Роль писателя Пьецуха в жизни продавщицы колбасы Вали Веретенниковой | страница 8
Не скажу, что я успокоилась – какое там! Я знала, что это во мне останется навсегда. Меня все оскорбили – Тинка, Мишка, разве что к уляляевке я была без претензий. Что с нее взять? И кто я ей, чтоб она со мной считалась и мои интересы поставила выше своего нижнего места? Но это мои внутренние переживания, до них никому нет дела, а по жизни внешней я считала, что из-под трамвая выскочила.
Что у нас приближается? Апрель, да? Нет, еще рано. Март… Ну, в общем, на День Советской Армии прихожу домой, а дома на моем любимом месте в углу дивана под гжельским подфарником сидит-рассиживает уляляевка. А сын Миша ходит по комнате и с треском отрывает себе пальцы. Я рот не успела открыть, как они в два голоса мне прокричали следующее:
Миша: Мама, я должен тебе сообщить важную новость.
Уляляевка: У меня три с половиной месяца, и абортом я гробить себя не буду.
Миша: Это мой ребенок, мама, и как честный человек…
Уляляевка: Тетя Тина – свидетель. Я с ним с ноябрьских.
Миша: Как честный человек, мама, я не могу поступить иначе.
Уляляевка: Попробуй поступи, попробуй. Я на тебя посмотрю.
Миша: Ты, пожалуйста, меня не запугивай.
Уляляевка: Прям! Таких, как ты, только так и надо. Испугался мамочки, ходить перестал. А когда у меня были последние? Помнишь? Кто мне тогда по городу вату искал?
– Встань, – сказала я уляляевке. – Встань и иди.
Она безропотно. Встала и пошла к двери. Там повернулась и завершила мысль:
– Я уже встала на учет. Мне нужно сбалансированное питание для формирования костей ребенка.
И ушла, гордо так. Будто я тварь ползучая, а не она стерва. А сын мне дрожащим голосом сказал:
– Мама, пойми, я не подлец. Я не так воспитан.
– Я подлец, – сказала я. – Этому не бывать.
Потом я зашла к нему в комнату, он в трусах, спиной ко мне стоял у окна и трещал пальцами.

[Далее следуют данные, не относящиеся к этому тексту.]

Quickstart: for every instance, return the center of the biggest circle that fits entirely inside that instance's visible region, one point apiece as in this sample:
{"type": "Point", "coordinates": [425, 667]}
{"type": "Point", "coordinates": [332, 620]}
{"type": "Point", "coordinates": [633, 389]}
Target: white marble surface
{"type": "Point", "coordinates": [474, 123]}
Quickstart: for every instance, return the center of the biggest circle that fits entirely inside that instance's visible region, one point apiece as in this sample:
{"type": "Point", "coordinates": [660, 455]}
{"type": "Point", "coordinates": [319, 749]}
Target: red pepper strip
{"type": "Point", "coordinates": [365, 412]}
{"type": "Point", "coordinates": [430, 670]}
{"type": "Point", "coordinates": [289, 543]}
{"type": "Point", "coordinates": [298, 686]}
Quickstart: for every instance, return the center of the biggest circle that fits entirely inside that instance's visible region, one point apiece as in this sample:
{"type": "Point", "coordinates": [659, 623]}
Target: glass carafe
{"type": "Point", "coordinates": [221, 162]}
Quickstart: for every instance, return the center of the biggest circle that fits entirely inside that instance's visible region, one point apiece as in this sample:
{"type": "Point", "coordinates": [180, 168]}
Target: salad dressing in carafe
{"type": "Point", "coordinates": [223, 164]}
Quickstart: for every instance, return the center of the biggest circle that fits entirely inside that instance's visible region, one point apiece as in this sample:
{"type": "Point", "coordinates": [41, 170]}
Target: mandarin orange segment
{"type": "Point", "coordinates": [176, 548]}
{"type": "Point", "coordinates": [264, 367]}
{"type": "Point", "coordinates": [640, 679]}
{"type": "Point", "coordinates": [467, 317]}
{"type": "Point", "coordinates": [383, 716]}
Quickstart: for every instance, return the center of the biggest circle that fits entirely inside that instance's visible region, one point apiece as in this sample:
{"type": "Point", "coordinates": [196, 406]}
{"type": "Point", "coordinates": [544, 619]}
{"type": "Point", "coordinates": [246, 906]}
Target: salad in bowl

– Дурак! – сказала я. – Ты разве можешь быть уверен, что это твой ребенок?
И тут я вам скажу самое главное из всего: сын мой пошевелил своими голыми лопатками.
Боже! Как я их знаю – своих мужиков. Как знаю! Иногда думаю, зачем? Что бы мне быть дурой и не видеть, и не слышать или видеть-слышать, а не понимать. Я же – с ходу. Ключ в замке поворачивается – знаю настроение, глаз закисший утром раскроют – я уже первое хриплое слово слышу. Я иногда сыночка своего слушаю, когда он мне лапшу на уши вешает, а сама за его пальцами слежу, вот они у него – пальцы – психуют раньше всего. Если по телефону и я пальцы не вижу, то я по тонкой ноте – и-и-и-и! – которая даже в слове «мама» есть, все понимаю. «Мама!» – говорит он, а меня нота током бьет, хоть ее вроде бы и нет.